Они посмеялись, и Клайнстон продолжал:
— Часть ранних неандертальцев, попавших в критические условия бытия из-за прогресса оледенения и общего похолодания, свернула с пути прямого покорения природы, что характерно для антропогенеза как такового, в сторону приспособления к ней. В этом особом русле антропогенеза выживали те палеантропы, которые в экстремальных условиях голода, холода и бескормицы приобретали способность впадать в особое анабиотическое состояние, напоминающее спячку животных.
— Вроде спячки медведей? — с усмешкой уточнил Харви.
— Сходство, конечно, есть, но есть и существенные различия. Медведи впадают в спячку бессознательно, а неандертальцы были без пяти минут людьми, они уже обладали прототипом разума, сознанием, хотя еще и не развитым в полном объеме. И в своеобразную спячку, в первобытную медитацию они вводили себя преднамеренно, осознанно замедляя биение сердца и сводя до минимума все обменные процессы, включая и дыхание. Погружался в оцепенение и мозг этих древнейших йогов-неандертальцев. Оставалась лишь дежурная искорка бытия, через которую они контактировали с окружающим миром. И когда наступало потепление, а вместе с ним и возможность добывать пищу, древнейшие йоги будили себя и возвращались к жизни. Ну, а если потепления своевременно не наступало, то тлеющая искра сознания постепенно гасла, и наш далекий предок спокойно и безболезненно умирал. И поэтому йоги-палеантропы не испытывали такого страха перед смертью, как остальные древние люди.
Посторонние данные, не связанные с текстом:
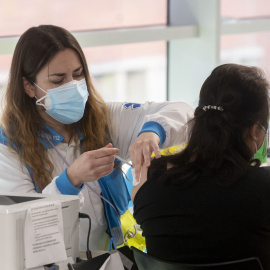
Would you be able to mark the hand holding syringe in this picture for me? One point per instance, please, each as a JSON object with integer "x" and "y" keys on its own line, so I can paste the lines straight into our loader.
{"x": 135, "y": 182}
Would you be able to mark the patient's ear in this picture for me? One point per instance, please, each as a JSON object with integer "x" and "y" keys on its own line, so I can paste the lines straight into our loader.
{"x": 29, "y": 88}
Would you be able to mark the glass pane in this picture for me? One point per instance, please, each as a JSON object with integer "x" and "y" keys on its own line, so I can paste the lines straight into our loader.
{"x": 18, "y": 15}
{"x": 245, "y": 8}
{"x": 132, "y": 72}
{"x": 247, "y": 49}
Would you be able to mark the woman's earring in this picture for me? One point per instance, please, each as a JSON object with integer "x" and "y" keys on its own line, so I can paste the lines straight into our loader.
{"x": 256, "y": 148}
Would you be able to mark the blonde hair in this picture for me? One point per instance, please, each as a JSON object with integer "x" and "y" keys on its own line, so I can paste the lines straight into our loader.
{"x": 21, "y": 121}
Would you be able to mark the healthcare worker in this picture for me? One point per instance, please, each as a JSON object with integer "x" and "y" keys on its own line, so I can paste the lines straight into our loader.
{"x": 58, "y": 136}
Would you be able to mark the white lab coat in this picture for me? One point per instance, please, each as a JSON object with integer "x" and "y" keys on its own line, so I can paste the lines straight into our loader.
{"x": 127, "y": 122}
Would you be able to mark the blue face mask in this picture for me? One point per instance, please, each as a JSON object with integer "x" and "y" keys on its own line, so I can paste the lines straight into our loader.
{"x": 65, "y": 103}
— Так это же было давно, Энди. Вы-то не палеантроп!
— Верно. Но гены этой древней естественной йоги частично сохранились. И у некоторых людей они подбираются таким удачным образом, что древние возможности медитации пробуждаются, если на них, конечно, своевременно обратить внимание.
— И вы — один из таких людей?
— Совершенно верно. Существуют прирожденные силачи и акробаты, математики и поэты. А я — прирожденный йог.
С интересом разглядывая Клайнстона, Харви полюбопытствовал:
— А Фомальгаут к этим способностям имеет какое-нибудь отношение?
— Дался вам этот Фомальгаут! Визитная карточка — просто шутка, чтобы озадачить и сбить с толку полицию.
Харви почесал затылок.
— Но, Энди, вы и в наших разговорах все время шутите! Меня и Хила вы тоже хотите озадачить и сбить с толку?
Клайнстон негромко рассмеялся.
— А почему бы мне не подстраховаться? Хилари Линклейтор — неплохой человек, но он пьет. И пьет здорово! К тому же у него много темных для меня связей в преступном мире, а мы живем в такой стране, где все продается и все покупается. Что же касается вас, Рэй, — Клайнстон сделал извинительный жест, — то вас я вижу сегодня впервые в жизни.
— Понимаю. — Харви наморщил лоб, стараясь поточнее сформулировать свою мысль. — Но нам вместе идти на серьезное дело. Стоит ли таиться друг от друга?
— Фомальгаут нашему делу не помешает.
Харви с интересом разглядывал своего товарища по делу.
— И все-таки, вы уж простите мою настойчивость, человек вы, Энди, или инопланетянин?